In contemporanea con l’uscita del nuovo disco, Geolier si prepara a un altro successo: la sua autobiografia “Per sempre”, scritta con un collaboratore, è già il libro più venduto su Amazon solo con le prenotazioni, confermando il momento d’oro del rapper partenopeo.

Geolier, una carriera in continua ascesa

Nato Emanuele Palumbo, Geolier è cresciuto nel rione Gescal e oggi, a 24 anni, si conferma come una delle voci più rappresentative del rap napoletano. Musicalmente fedele al suo stile boom bap old school, mescola la tradizione melodica napoletana con rime cariche di street credibility e attenzione al messaggio.

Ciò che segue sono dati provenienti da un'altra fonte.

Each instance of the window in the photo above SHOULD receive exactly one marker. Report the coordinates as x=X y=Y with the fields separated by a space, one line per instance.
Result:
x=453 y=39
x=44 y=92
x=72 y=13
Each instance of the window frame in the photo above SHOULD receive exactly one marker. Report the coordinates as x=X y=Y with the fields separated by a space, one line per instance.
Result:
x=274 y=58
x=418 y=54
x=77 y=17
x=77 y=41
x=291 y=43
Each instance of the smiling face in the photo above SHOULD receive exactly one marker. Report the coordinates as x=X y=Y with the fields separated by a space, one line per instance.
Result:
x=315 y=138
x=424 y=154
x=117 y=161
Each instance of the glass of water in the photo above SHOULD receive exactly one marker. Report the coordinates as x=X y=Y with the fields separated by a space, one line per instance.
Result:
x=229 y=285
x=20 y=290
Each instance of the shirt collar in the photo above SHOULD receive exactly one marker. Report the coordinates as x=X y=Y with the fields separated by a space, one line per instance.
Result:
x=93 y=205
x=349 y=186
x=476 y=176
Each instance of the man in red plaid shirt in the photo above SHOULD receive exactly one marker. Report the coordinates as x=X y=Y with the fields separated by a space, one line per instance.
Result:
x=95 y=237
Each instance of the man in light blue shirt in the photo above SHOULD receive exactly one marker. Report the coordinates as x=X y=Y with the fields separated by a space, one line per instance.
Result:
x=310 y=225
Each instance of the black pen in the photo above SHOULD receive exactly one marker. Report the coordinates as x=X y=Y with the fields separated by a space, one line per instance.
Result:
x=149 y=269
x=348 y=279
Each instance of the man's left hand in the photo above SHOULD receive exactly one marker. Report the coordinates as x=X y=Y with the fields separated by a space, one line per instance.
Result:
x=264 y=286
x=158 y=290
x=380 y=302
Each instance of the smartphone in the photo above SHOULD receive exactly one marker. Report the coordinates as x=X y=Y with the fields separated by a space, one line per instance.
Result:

Tra i nuovi brani spicca “Reale”, prodotto da Dat Boi Dee, che ripercorre la notte della finale di Sanremo. Geolier riflette sul concetto di vittoria e sconfitta, affermando che “a volte il vero vincitore è il perdente”. Non manca una nota di sfida: “Prima o poi ci torno lì e mi riprendo tutto quello che è mio”.

I temi del nuovo disco

Geolier affronta temi profondi con la sua consueta intensità:

  • Resilienza e successo personale: in “Cchiù fort”, realizzata con i Co’Sang, racconta di condivisione e sacrificio, sottolineando il valore della fratellanza.
  • Famiglia e riconoscenza: in “Che sole oggi” rivendica l’educazione familiare che lo ha salvato dalla strada, dedicando i suoi successi al padre.
  • Riflessioni sulla ricchezza: in “500k”, prodotto da Yung Snap, esplora il potere e i limiti del denaro.

Tra le collaborazioni spicca Rose Villain in “Tu ed io”, un brano melodico che parla d’amore e difficoltà, e la firma di Drd in “Mai per sempre”, una traccia emotiva che affronta ferite del passato e parole mai dette.